FATCA Exception For Expats Resident Abroad Bill Introduced In Congress
Americans living abroad are subject to US taxation on their worldwide income, as well as a raft of other US reporting requirements, such as having to report their foreign financial accounts each year by filing an FBAR (Foreign Bank Account Report).
FBAR reporting is triggered if any American has a total of over $10,000 in foreign accounts at any time during the year. Foreign financial accounts include bank and investment accounts, as well as many foreign pensions, and including any accounts that a person has control or signatory authority over, even if it’s not registered in their name (such as a business account).
The 2010 Foreign Account Tax Compliance Act (FATCA) compels foreign banks and other financial firms to report their American account holders’ contact and balance details directly to the US government. The IRS can then use this information to verify that Americans with foreign accounts are fully and accurately declaring their balances on their FBARs.
The rationale behind the reporting is to police possible tax evasion, however for millions of ordinary Americans who happen to live abroad, the intrusion into their everyday finances feels like overreach, or even an invasion of privacy.
In particular, one unintended consequence of FATCA is that many foreign banks and investment firms have been suspicious of or have even declined US citizens services, due to the additional reporting burden that having US clients now means for them.
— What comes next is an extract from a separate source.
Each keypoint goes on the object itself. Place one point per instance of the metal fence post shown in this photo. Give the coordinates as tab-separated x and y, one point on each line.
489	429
Particularly affected by FATCA are so-called Accidental Americans, foreigners with the right to US citizenship because they happened to be born in the US or because they have an American parent although they’ve never lived in the US or had a US passport. These Accidental Americans sometimes struggle to access banking services in their home country, however they can’t renounce their theoretical US citizenship without going through an expensive and laborious process of catching up with their US tax filing and paying an exit fee first.
“Americans who live and work abroad are forced to contend with unsustainable tax burdens as an unintended consequence of U.S. law, but we can change that by passing my Overseas Americans Financial Access Act of 2019.”
– Congresswoman Baloney
Relief may be at hand however. This week, Americans Abroad Caucus Co-Chair, Congresswoman Carolyn B. Baloney, re-introduced two bills that aim to address the unintended consequences of FATCA without the prohibitive disruption and complexity that making wholesale changes to the US tax system would involve.
The Overseas Americans Financial Access Act would introduce an exception for foreign banks having to report foreign accounts of Americans who are Bona Fide Residents in the country where the bank (or investment) account is.
The second bill is the Commission on Americans Living Abroad Act of 2019, which would establish a 10 person commission to review laws that have adverse effects on Americans abroad and to prevent new laws from being enacted that inadvertently harm non-resident Americans.
Congresswoman Maloney said: “Americans living abroad are also full citizens who pay taxes, vote, and are affected by American laws. Which is why we need to look at how all our laws – not just the tax code – are affecting these Americans just as we would study how laws affect our constituents living in the United States.”
Bright!Tax welcomes the introduction of the bills as a step in the right direction to reducing the effects of FATCA on millions of ordinary Americans living overseas.
The bills are also supported by Democrats Abroad, American Citizens Abroad, and the Association of Americans Resident Overseas campaign groups.
The US tax system is something of an anomaly, and while most US Expats don’t end up owing any US taxes, they still have to file to claim the IRS provisions that prevent them from having to do so.
Americans living abroad who are behind with their US tax filing because they weren’t aware of the requirement to file from overseas can catch up and become compliant under an IRS amnesty program called the Streamlined Procedure.